Monday, March 15, 2010

Guilt - Balance of Individuality and Responsibility

Center of my mother's world was her children - me and my two brothers. She devoted her time to us and nothing else. She did not go out with her friends, and her socialization was limited to her neighbors, other school parents and her sisters. When we grew older and she began to have more time to herself, she tried to find hobby. She was not very interested in anything in particular, and tried many things but never stuck to one thing.

My oldest brother was 6 years older than me, but three of us got married in less than 2 years. Since my middle brother was still living with my parents until he got married (which is very common in Japan), once we all got married, my mom was left alone. My father works late coming home 1 am every night, so she was truly lonely and alone. No hobby, no kids, and only things left to her was her cat and tv. She went into deep depression and did not want to talk with me for about a year because I was the least obedient child of her (I left Japan and married a "white boy" against her will).

After living in US, I learned that importance of individuality. Though you become mom, you are still individual and allowed to be who you are aside from the time you have to be responsible to your children. Watching my mom for the 20 years I was raised in Japan, I learned how much I was supposed to devote my time to my children.

If I do what my mother did to my children, I would be destructive to my "self"; I would lose my identity, not take care of myself, and put a lot of pressure on my children to meet MY expectation because I sacrifice my "self" to them.

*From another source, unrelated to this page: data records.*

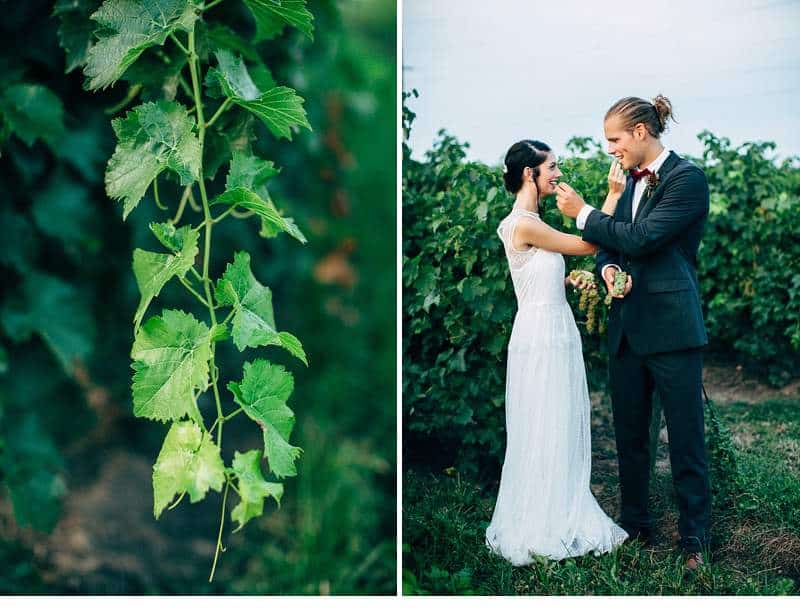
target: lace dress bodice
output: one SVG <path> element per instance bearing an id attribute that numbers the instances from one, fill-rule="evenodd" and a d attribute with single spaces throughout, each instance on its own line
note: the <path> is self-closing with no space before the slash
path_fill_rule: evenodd
<path id="1" fill-rule="evenodd" d="M 523 309 L 529 304 L 566 304 L 564 257 L 558 252 L 549 252 L 541 248 L 529 250 L 514 248 L 514 230 L 519 219 L 525 216 L 540 220 L 535 212 L 514 208 L 497 227 L 497 234 L 503 242 L 511 270 L 517 306 Z"/>

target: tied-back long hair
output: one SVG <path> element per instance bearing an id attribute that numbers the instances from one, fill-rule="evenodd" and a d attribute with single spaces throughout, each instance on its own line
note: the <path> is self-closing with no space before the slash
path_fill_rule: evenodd
<path id="1" fill-rule="evenodd" d="M 627 131 L 633 130 L 637 123 L 643 123 L 654 138 L 666 131 L 669 119 L 677 123 L 672 112 L 672 102 L 661 94 L 655 96 L 652 102 L 640 97 L 623 97 L 606 112 L 606 119 L 611 116 L 618 116 L 622 120 L 623 129 Z"/>
<path id="2" fill-rule="evenodd" d="M 533 170 L 533 184 L 536 186 L 536 198 L 539 198 L 539 166 L 547 159 L 550 147 L 539 140 L 520 140 L 508 149 L 503 169 L 503 183 L 512 195 L 522 188 L 522 173 L 526 167 Z"/>

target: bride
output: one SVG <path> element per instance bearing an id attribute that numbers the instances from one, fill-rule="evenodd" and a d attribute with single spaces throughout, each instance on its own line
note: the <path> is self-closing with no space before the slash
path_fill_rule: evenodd
<path id="1" fill-rule="evenodd" d="M 590 405 L 581 337 L 567 304 L 563 254 L 596 247 L 539 217 L 539 201 L 561 176 L 550 147 L 536 140 L 506 154 L 506 189 L 514 207 L 497 229 L 518 310 L 508 344 L 506 454 L 486 544 L 519 566 L 534 555 L 563 559 L 611 551 L 627 533 L 597 504 L 589 487 Z M 613 214 L 625 188 L 615 161 L 603 212 Z"/>

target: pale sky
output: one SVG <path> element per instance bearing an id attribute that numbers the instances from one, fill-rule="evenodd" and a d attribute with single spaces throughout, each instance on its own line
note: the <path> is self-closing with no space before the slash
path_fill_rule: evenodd
<path id="1" fill-rule="evenodd" d="M 440 128 L 490 164 L 525 138 L 556 154 L 573 135 L 605 145 L 609 106 L 657 93 L 678 153 L 699 156 L 709 129 L 800 155 L 800 0 L 404 0 L 412 88 L 415 158 Z"/>

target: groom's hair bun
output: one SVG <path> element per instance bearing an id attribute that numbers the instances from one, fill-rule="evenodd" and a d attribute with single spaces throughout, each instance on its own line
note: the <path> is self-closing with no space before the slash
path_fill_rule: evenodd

Since my mom invested so much time to me and my brother, she became very unhappy whenever we did not meet her expectation.

This is a very hard challenge for me. Who do I need to please? I need to devote all of my time to my children to please my mom so that I can be a traditional Japanese mom. If I do that, my American family (husband and mother-in-law) and eventually I and then my children will be disappointed because I will no longer be an individual. What I know is what my mom did for her children. It seems selfish to seek my individuality while being a mom.

The balancing of the two will be my goal. What can I do? Being a Japanese mom in US is certainly a challenge and confusing.